1 John 5:4 (ESV) … “For everyone who has been born of God overcomes the world. And this is the victory that has overcome the world—our faith.”
For the eighth and final time in his letter, John addresses an aspect of the new birth by use of the word gennaō (2:29; 3:9 twice, 4:7; 5:1 three times; 5:4). Everyone who has been born of God is able to keep God’s commands because he has been given power by God to overcome the negative influences that would prevent such obedience. Because of the new birth, the believer is given supernatural power to withstand the forces of the world. As the epistle states earlier (cf. 2:15–17; 3:1, 13; 4:1–6), “world” often has an ethical dimension representing humanity, which is at war with God and his people. Just as Jesus states that he has overcome the world in John’s Gospel (16:33b), here believers are said to overcome the world.
The translation of v. 4 in English obscures the Greek wordplay. The NIV translates the Greek verb nikaō as “overcome” but translates the Greek noun nikē as “victory.” A translation that keeps the root the same in English would read: “For everyone born of God conquers the world. This is the conquering that has conquered the world, even our faith.”167 John uses the present tense, which indicates that believers are currently experiencing the victory.

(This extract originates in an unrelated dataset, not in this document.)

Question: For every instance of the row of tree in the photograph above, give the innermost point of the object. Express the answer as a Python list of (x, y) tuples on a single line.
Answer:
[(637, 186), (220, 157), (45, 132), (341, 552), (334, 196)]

It should be noted that v. 4 contains the only occurrence of the noun he pistis (“the faith”) in the Johannine writings. Every other time he favors the verb pisteuo (“believe”). It seems clear from the context that his use of “faith” differs slightly from the Pauline usage and stresses the idea of confession, the confession that Jesus Christ is the Son of God. Marshall writes, “The fact that we hold the true faith from our hearts is the means whereby the power of the new world operates in us and enables us to overcome the world.” The particular nature of the victory is variously understood.171 It could refer to (1) Christ’s once-for-all victory on the cross over Satan, sin, and the world; (2) the believers’ victory over the heretics;173 or (3) the victory that occurs at the conversion of the individual believer. R. Brown finds it difficult to decide between these three choices and admits, “I see no way to be certain as to which past action John means here.”175 Ultimately, these three elements are all included in the final victory. The ground of our victory is Christ’s death and resurrection. From that work believers will have victory over all that is in opposition to God. Daily victory is also granted to the individual believer, but he must exercise faith in Christ and be active in his pursuit of God.